A current standardization effort at ISO/IEC tries to combine the concepts of all of these schema languages into a modular framework. The Document Schema Definition Language (DSDL) [Holman2001] is “a multipart International Standard defining a modular set of specifications for describing the document structures, data types, and data relationships in structured information resources.”

DSDL identifies six regions relevant to schema definitions:

image Grammar-oriented schema languages, naming Relax NG as an example.

image Primitive data type semantics, naming Part Two (data types) of the XML Schema Recommendation as an initial basis.

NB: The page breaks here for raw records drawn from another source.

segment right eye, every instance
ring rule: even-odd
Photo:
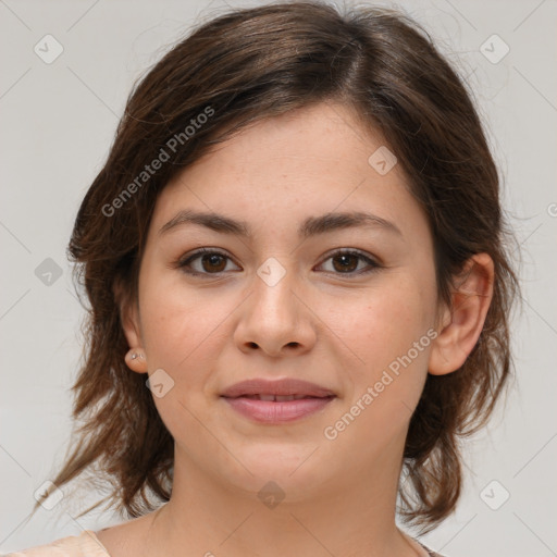
[[[182,258],[176,263],[176,267],[191,275],[220,274],[226,271],[226,260],[232,261],[232,259],[222,251],[211,248],[201,248]],[[197,265],[197,268],[195,265]]]

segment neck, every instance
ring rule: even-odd
[[[309,492],[271,484],[264,497],[258,492],[267,481],[255,482],[259,490],[233,486],[176,446],[172,497],[156,513],[147,543],[171,556],[416,557],[417,545],[395,523],[400,462],[401,447],[334,485]]]

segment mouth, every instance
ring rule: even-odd
[[[327,407],[336,395],[320,385],[295,379],[236,383],[221,397],[250,421],[280,424],[309,417]]]

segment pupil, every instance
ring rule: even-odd
[[[348,267],[346,267],[347,260],[351,259],[351,260],[352,260],[352,262],[354,262],[354,260],[355,260],[355,259],[357,259],[355,256],[350,256],[350,255],[343,255],[343,256],[337,256],[337,258],[336,258],[336,259],[337,259],[337,260],[343,260],[343,261],[344,261],[344,263],[343,263],[343,264],[342,264],[342,267],[341,267],[341,270],[344,270],[344,271],[347,271],[347,270],[348,270],[348,271],[354,271],[354,269],[356,269],[356,268],[358,267],[358,263],[356,263],[356,265],[354,265],[354,264],[352,264],[352,265],[349,265],[349,268],[348,268]]]
[[[214,269],[214,267],[219,267],[219,262],[221,263],[220,267],[222,267],[222,262],[224,261],[224,258],[222,256],[219,256],[218,253],[212,253],[210,256],[203,256],[203,263],[209,261],[209,265],[212,267],[212,269],[209,269],[210,270],[213,270],[213,271],[222,271],[222,269]],[[206,269],[207,271],[208,269]]]

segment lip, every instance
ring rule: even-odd
[[[294,377],[285,377],[274,381],[265,379],[240,381],[226,388],[221,396],[237,398],[246,395],[305,395],[307,397],[324,398],[335,396],[335,393],[315,383],[309,383],[308,381]]]
[[[295,400],[260,400],[255,395],[304,396]],[[228,387],[221,397],[237,412],[256,422],[287,423],[326,407],[336,395],[320,385],[297,379],[248,380]]]

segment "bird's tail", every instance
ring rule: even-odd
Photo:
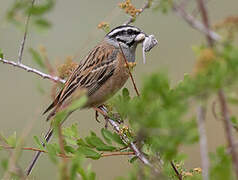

image Path-based integrity constraints, with Schematron as an initial basis.

image Object-oriented schema languages. This part is initially based on Part One (structure) of the XML Schema Recommendation and the sections of Part Two of W3C XML Schema describing the derivation of new simple types and the syntax for referring to primitive data types.

image Information item manipulation such as default values (as in DTDs), synonyms, and the eliding of information items.

image Namespace-aware processing with DTD syntax, basically covering the XML V1.0 specification plus XML namespaces.

Such a framework could help to gain a clearer understanding of the various schema languages and how they relate to each other. It could do the same for schema validation as the ISO layer model has done for communication.